Some great movies would go down nicely this week, with high temperatures in the Sacramento region making air-conditioned movie theaters look especially appealing. But you’re probably safest looking towards the Sacramento French Film Festival or the Tower Theatre’s Studio Ghibli Festival, because the multiplexes aren’t bringing their A game and the summer can’t survive on endless re-watching of “Wonder Woman” and “Guardian of the Galaxy 2.”
It’s not a good sign that the best reviewed movie of the week, according to the aggregation site RottenTomatoes.com, is “Cars 3” – a Pixar offering that’s only scoring 65% positive reviews (albeit better than the 39% score for 2011’s “Cars 2”). And the week’s next highest rating is for “47 Meters Down,” the umpteenth humans vs. sharks thriller, barely afloat at 56%.

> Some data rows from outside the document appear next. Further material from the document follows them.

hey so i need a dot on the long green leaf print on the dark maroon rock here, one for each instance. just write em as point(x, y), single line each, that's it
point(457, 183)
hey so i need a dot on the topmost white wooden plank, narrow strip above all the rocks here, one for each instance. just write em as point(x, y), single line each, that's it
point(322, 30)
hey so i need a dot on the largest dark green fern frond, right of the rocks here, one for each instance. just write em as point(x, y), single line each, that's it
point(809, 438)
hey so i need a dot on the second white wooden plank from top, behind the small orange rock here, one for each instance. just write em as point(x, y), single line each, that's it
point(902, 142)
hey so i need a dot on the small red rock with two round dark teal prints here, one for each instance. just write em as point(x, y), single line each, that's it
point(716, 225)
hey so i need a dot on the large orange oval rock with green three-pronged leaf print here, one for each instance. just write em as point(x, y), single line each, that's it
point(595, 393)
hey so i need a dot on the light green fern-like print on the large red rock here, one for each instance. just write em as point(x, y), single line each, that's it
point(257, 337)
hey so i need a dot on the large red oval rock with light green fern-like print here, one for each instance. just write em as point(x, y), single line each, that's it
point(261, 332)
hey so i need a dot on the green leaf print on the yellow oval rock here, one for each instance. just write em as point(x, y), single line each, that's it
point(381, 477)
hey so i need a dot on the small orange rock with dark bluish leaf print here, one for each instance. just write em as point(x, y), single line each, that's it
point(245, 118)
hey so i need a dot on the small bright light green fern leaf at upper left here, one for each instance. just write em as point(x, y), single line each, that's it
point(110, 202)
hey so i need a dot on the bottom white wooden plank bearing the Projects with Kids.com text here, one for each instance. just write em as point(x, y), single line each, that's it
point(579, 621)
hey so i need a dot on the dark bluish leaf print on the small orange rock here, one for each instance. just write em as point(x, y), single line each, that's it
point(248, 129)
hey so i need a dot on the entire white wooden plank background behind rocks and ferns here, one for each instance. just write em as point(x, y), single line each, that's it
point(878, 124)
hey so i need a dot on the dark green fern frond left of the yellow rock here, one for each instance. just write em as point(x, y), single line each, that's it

Meanwhile, the three films I watched in advance of the weekend are all doing even worse, at the time of writing, and I’m not entirely surprised.
“The Book of Henry” seemed like a winning formula on paper, at least in terms of the cast. It teams two of the brightest young actors, Jaeden Lieberher (“St. Vincent,” “Midnight Special”) and Jacob Tremblay (“Room”) as brothers, with Naomi Watts as their struggling single mother. It also gives us appealing supporting cast members such as Sarah Silverman, Lee Pace, and Bobby Moynihan. But there’s not much, and certainly not enough, that they can do with the material.
Liberher is Henry, a boy genius who builds wacky machines, invests in the stock market, and attends a regular school to be around regular kids. And when the film starts out, introducing us to Henry and the folks around him, for a brief period it works – he’s an oddball and the film feels like it launching into similar territory.
But then, in fairly rapid succession, what seems like pending quirkiness gets buried underneath a terminal illness, witnessed child abuse, and a convoluted murder plot. Suddenly quirky doesn’t fit any more and the film flounders between that and something much deeper and darker, without ever settling on either. It also skips over certain details as though trying to remain relatively safe for younger viewers, while dealing with topics that are inherently dark, with or without those details.
There are individual sub-plots here that ought to be capable of delivering a true roller coaster of emotion, from laughter to tears, but instead it all seems remarkably flat. We know most in the cast are talented and so the lack of clarity in style and tone, and even the unevenness in some of the acting, seems the responsibility of director Colin Trevorrow (“Safety Not Guaranteed,” “Jurassic World”) who simply never gains any coherence or consistency from the material.
There’s more inconsistency from “Rough Night,” the second film of the week that deals with death as a punchline as much as a tragedy. Five women embark on a drink and drug-fueled bachelorette party during which a man dies – and most of the film is premised on the comedic premise of the difficulty in disposing of a dead body. It’s like a gender-reversed version of 1998’s “Very Bad Things.”
For the most part, it tries to be broad comedy, although the death scene is played somewhat darker. But it never seems consistent enough in its laugh. Again we have a strong cast, including Scarlett Johansson, Jillian Bell, and Kate McKinnon, but they never quite seem to come together. The plot even references them drifting apart as friends but it’s a problem, even in a comedy, when it’s not that easy to ever picture them closer.
The story also pulls its punches a little, trying to make the death seem somehow OK, after the fact. It also hinges on a scene in which four of the women are apparently OK with the fifth being used sexually, largely to incorporate a recurring joke about a couple of swingers living next door to the party house.
If you do choose to see it, be aware that there are two separate scenes embedded in the credits – neither of which redeem it.
My third disappointment of the week came from “All Eyez on Me” – about the life of rapper and actor Tupac Shakur. My hopes had been raised by the strong performances and storytelling in the recent “Straight Outta Compton,” but this film doesn’t come close to that standard.
As with that film, I’m not sufficiently familiar with all of the historical facts to remark on the film’s accuracy, but I have seen online reports of comments by Jada Pinkett Smith, a friend of Shakur’s, who has apparently said that several of the scenes between the actors playing her and Shakur in the film didn’t happen that way in real life. A cursory comparison with other details found online isn’t any more reassuring.
That said, the film had already lost me. It seems strange to make a film about a man who spoke through his lyrics and then shy away from the performances of those songs on screen. As far as I can tell, the film relies on Shakur’s own recordings of songs and so the film appears to be an extended lip-syncing compilation. There are scenes in other films in which somebody plays a piano but you only see them from angles in which the instrument blocks their hands. This is like that, only more so. In one scene in the studio, most of the direction seems focused on an ongoing attempt to shield the lead actor’s (Demetrius Shipp Jr.’s) mouth behind his hand, his arm, and the microphone – all of which distracts completely from the song itself.
A true story about a man born of Black Panther parents, who sold 75 million records, who was shot multiple times on multiple occasions, and who had numerous other run-ins with the law, should make a good movie. Perhaps one day it will.